Recurring subscription payments: use external service or make your own?
Billing is far more complex than people tend to believe, and much more so with subscriptions.
Remind me to never make a subscription service again.
— Jeffrey Biles (@JeffreyBiles) September 12, 2016
Subscriptions are a common business model in paid online products, especially in SaaS world. That means the customers are charged in a recurring fashion; most commonly monthly or yearly.
After you convinced your customer to enter their payment vehicle (credit card, PayPal, etc), there are two ways you can trigger acquiring currency when their payment is due:
- Use an external billing service (Braintree, Recurly, Stripe, Chedargetter,…) and let it do all the billing work. Let it charge your customers on a recurring basis and send you event notifications, which you use to update your system - prolong or expire customers’ subscription. Simple, fast, reliable, but severely limited in customization as your business needs grow.
- Also use one of the billing services*, but only manually - implement your own payment scheduler (usually with a cron job or a run loop) and bill the customers using your own server. Periodically use the payment service’s API to bill customers, and handle all the results yourself. It’s more complex and bug prone, takes more time to implement, but you’re in complete control and know exactly how your billing system works, especially when something breaks.
* assuming you’re offloading PCI responsibility to a payment processor by only storing customer tokens on your server instead of raw payment method data. Â
So, what does this recurring work actually include? The most basic flow is this: every month,
- determine payment amount depending on customer’s subscription plan,
- charge the amount using their payment method,
- update their subscription in your application’s database,
- send an invoice.
You need to decide what kind of billing mechanics your business needs.
Let’s compare both ways a little bit more in depth.
Using option 1, you populate the external service with your subscription plans, add-ons, coupons and perhaps configure trial periods. When customers subscribe to your product, your application registers them to the billing service. It takes care of deducting your customers’ money every month/year and sending it to your wallet. For every payment activity (successful charge, declined card, etc), they send an event notification, usually as HTTP requests to your API - also known as “reverse API”. You use these notifications to extend or halt your customers’ subscriptions.
The main benefit here is that you spend very little time developing a billing system.
When you are just starting out, or when you’re certain your billing dynamics aren’t going to be very diverse, implementing your own billing system is most probably a waste of time.

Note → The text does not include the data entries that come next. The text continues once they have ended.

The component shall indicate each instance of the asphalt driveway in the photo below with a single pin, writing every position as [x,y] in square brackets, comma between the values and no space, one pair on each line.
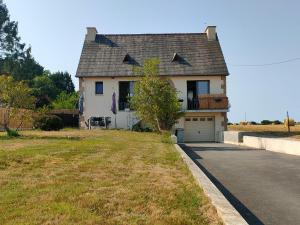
[263,186]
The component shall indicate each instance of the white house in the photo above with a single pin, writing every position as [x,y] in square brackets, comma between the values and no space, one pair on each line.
[194,62]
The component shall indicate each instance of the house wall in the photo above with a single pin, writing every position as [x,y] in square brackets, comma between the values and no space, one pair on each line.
[100,105]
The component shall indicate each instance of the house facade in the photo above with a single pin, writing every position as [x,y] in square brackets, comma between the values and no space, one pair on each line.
[193,62]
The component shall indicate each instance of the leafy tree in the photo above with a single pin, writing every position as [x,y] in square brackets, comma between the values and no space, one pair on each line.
[63,82]
[44,89]
[17,101]
[25,68]
[266,122]
[9,39]
[14,58]
[66,101]
[154,99]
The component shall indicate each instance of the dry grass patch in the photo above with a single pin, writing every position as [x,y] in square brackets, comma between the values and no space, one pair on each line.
[269,130]
[97,177]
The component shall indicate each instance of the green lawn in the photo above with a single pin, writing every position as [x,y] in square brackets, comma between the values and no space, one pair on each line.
[97,177]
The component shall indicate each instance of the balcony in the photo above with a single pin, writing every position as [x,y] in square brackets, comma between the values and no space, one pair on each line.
[209,102]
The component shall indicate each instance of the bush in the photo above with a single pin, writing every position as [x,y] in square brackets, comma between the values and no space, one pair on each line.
[48,122]
[166,138]
[291,122]
[266,122]
[277,122]
[12,133]
[141,127]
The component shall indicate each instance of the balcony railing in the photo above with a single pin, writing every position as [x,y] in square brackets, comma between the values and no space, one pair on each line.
[208,101]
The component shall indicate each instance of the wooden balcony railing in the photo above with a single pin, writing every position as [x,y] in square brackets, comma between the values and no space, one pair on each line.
[209,101]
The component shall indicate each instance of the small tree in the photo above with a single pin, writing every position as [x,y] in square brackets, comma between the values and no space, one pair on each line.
[17,101]
[66,101]
[154,99]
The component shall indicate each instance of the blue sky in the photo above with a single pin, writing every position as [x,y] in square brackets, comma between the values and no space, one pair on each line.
[250,32]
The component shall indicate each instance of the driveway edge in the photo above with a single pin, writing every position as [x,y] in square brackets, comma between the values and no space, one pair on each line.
[225,210]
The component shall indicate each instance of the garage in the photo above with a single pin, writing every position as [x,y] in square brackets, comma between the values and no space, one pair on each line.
[199,129]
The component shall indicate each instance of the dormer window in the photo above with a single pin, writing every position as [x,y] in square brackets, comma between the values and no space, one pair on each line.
[176,58]
[126,58]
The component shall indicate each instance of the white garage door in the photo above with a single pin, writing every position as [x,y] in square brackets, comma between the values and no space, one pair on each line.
[199,129]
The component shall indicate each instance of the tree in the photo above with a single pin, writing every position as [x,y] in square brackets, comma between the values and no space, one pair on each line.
[17,101]
[44,89]
[154,98]
[63,82]
[25,68]
[9,39]
[66,101]
[15,59]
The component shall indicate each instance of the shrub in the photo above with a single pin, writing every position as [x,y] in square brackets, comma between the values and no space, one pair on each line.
[277,122]
[166,138]
[266,122]
[48,122]
[291,122]
[243,123]
[12,133]
[141,127]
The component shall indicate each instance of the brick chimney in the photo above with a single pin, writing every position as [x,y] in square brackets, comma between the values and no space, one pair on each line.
[91,34]
[211,33]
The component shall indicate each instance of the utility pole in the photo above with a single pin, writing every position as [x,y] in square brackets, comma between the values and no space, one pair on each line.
[288,121]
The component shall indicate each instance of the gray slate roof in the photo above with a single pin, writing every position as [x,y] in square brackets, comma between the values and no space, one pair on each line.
[198,56]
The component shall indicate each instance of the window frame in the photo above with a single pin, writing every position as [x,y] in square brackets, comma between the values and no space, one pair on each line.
[129,94]
[99,82]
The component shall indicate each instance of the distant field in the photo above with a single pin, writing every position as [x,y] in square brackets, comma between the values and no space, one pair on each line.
[269,130]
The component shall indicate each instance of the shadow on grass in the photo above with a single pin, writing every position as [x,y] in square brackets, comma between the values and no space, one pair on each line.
[26,137]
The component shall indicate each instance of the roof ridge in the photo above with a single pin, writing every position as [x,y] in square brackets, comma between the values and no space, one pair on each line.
[141,34]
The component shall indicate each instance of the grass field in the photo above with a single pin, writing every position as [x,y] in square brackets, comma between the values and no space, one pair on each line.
[97,177]
[269,130]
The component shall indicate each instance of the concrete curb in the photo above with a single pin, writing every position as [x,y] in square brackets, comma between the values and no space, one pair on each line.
[225,210]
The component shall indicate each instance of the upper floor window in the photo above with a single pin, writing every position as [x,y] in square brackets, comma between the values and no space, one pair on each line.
[202,87]
[195,88]
[125,93]
[99,88]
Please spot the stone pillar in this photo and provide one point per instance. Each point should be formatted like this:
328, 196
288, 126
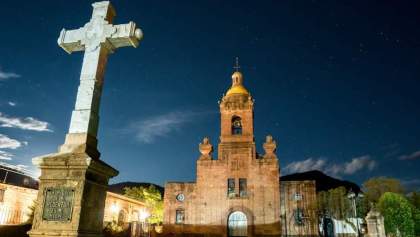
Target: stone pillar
375, 224
71, 197
73, 182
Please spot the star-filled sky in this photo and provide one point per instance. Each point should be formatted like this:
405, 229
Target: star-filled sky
337, 84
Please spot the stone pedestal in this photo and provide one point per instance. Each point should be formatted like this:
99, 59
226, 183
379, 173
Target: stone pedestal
375, 224
71, 197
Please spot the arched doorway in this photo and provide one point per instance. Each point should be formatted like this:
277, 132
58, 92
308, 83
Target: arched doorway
328, 227
237, 224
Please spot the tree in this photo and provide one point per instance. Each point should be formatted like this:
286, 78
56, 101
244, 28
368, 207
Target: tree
374, 188
414, 199
152, 198
334, 202
397, 212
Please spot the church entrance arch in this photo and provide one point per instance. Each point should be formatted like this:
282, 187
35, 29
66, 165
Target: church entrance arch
237, 224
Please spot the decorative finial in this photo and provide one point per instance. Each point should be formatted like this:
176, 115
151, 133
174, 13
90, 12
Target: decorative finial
269, 147
205, 149
236, 67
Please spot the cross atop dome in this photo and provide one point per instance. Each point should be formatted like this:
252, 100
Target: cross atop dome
236, 67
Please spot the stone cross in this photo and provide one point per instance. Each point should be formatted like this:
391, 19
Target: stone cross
97, 38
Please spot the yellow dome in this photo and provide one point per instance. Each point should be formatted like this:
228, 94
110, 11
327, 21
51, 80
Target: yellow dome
237, 89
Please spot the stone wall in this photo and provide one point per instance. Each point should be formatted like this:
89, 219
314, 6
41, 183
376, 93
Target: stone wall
295, 196
14, 207
14, 203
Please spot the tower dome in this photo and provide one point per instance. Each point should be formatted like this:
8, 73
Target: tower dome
237, 85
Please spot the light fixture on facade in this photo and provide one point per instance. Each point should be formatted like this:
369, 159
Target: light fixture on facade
143, 215
114, 208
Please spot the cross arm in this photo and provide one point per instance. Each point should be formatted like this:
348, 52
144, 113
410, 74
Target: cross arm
70, 40
126, 35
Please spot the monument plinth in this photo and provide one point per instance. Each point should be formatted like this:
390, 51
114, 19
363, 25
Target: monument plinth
74, 181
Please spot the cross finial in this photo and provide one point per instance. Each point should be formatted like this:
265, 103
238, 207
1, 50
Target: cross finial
236, 67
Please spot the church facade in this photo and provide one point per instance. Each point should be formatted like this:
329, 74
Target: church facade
237, 193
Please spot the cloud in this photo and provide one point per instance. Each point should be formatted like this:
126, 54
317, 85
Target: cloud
7, 75
5, 155
28, 123
413, 156
9, 143
357, 164
411, 184
305, 165
150, 129
347, 168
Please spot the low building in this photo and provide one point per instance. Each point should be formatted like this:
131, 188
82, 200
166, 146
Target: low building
18, 196
298, 208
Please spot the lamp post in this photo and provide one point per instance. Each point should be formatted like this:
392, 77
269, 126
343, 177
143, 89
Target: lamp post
353, 196
143, 215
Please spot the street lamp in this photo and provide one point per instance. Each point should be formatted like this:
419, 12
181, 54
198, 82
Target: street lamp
353, 196
143, 215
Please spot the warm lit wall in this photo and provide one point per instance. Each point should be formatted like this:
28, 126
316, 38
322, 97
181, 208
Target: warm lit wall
16, 202
14, 208
306, 202
117, 205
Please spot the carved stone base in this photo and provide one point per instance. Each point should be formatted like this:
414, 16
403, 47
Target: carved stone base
71, 197
80, 143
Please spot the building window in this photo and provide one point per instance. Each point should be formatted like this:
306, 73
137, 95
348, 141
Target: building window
299, 217
236, 125
242, 187
297, 197
2, 191
231, 188
180, 216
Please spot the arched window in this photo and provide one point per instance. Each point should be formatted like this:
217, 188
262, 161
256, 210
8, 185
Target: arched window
236, 125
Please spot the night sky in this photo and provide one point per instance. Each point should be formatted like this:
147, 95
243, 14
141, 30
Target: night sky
337, 84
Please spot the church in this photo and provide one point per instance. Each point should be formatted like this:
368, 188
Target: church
239, 193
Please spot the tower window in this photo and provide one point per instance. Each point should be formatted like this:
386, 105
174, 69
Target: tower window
299, 216
231, 188
236, 125
242, 187
180, 216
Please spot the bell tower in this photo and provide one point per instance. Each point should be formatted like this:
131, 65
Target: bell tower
237, 113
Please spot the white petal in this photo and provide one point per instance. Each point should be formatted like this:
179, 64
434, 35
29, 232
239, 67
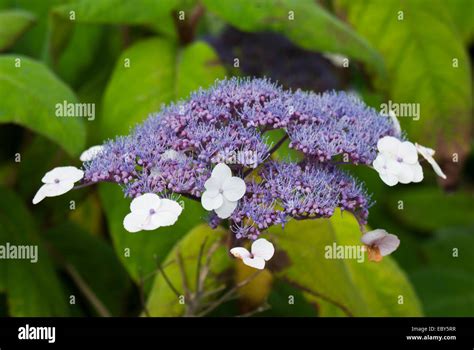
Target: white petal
212, 185
371, 237
226, 209
389, 179
221, 172
392, 166
395, 122
263, 248
57, 189
69, 173
407, 151
145, 202
167, 214
133, 222
234, 188
210, 202
417, 171
39, 196
91, 153
379, 163
388, 244
428, 154
388, 145
255, 262
240, 253
405, 173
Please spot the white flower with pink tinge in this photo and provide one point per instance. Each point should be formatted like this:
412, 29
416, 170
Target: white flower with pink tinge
57, 182
428, 154
397, 161
223, 191
380, 243
149, 212
261, 251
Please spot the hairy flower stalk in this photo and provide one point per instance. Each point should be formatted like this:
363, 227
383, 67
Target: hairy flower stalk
213, 147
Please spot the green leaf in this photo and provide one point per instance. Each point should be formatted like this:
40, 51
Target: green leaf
445, 291
357, 288
451, 247
159, 72
162, 300
94, 261
420, 214
462, 12
427, 64
138, 12
313, 28
33, 289
140, 252
33, 42
29, 97
13, 23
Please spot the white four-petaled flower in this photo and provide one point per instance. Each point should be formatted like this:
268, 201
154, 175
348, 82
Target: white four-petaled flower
261, 251
380, 243
397, 161
57, 182
428, 154
91, 153
223, 191
149, 212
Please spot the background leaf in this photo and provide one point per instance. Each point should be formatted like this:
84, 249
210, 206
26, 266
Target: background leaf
13, 23
159, 72
33, 289
419, 52
93, 260
29, 95
162, 301
331, 34
359, 289
451, 209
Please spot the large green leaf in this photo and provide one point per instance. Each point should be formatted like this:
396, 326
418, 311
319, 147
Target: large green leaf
141, 251
162, 300
117, 11
93, 260
462, 12
359, 289
313, 28
32, 43
159, 72
428, 209
419, 51
33, 289
13, 23
29, 97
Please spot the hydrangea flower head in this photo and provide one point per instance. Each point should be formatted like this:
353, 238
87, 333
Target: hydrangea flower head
214, 148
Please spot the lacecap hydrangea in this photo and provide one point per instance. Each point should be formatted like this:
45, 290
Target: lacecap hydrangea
214, 147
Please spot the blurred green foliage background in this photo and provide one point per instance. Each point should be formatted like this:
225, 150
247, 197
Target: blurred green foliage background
128, 57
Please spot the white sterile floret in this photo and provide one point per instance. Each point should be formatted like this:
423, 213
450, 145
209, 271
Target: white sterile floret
149, 212
380, 243
397, 161
428, 154
261, 251
57, 182
223, 191
91, 153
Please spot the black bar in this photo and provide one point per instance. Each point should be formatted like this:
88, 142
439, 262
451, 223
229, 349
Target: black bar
370, 333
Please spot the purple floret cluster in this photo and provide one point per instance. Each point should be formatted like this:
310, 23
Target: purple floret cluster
175, 150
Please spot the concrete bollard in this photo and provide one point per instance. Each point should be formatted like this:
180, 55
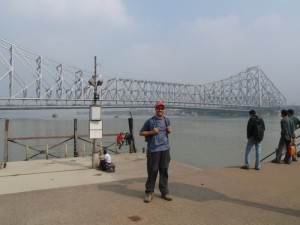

This way you usually also get some basic billing analytics with it, which is really useful for monitoring customer and revenue churn rates.
As your business grows, things can quickly get complicated.
Consider diverse subscription plans, coupons and add-ons with variable durations and prices depending on various conditions, multi-currency, multi-tenancy and dunning.
Let’s list some examples.
What if…
- a customer decides to upgrade from a monthly to a yearly subscription in the middle of the month, and you have some custom rules for a pro-rate refund?
- a coupon is valid only for an upgrade to a larger subscription?
- there is a second trial period for some customers?
- an add-on is cheaper on a larger subscription plan?
- there is a special discount for people paying with a debit visa card?
See the pattern?
In cases like this, you can’t escape having a custom tailored business logic for determining the amount to charge. As your pricing plans become more convoluted with discounting, optional add-ons and conditionals it becomes hard not just to bill, but also to keep track of activities, ordering, and reporting.
Subscription payments are one of the most delicate parts of your online business, so do your homework, because migrating to a different subscription payment implementation is distressing and expensive.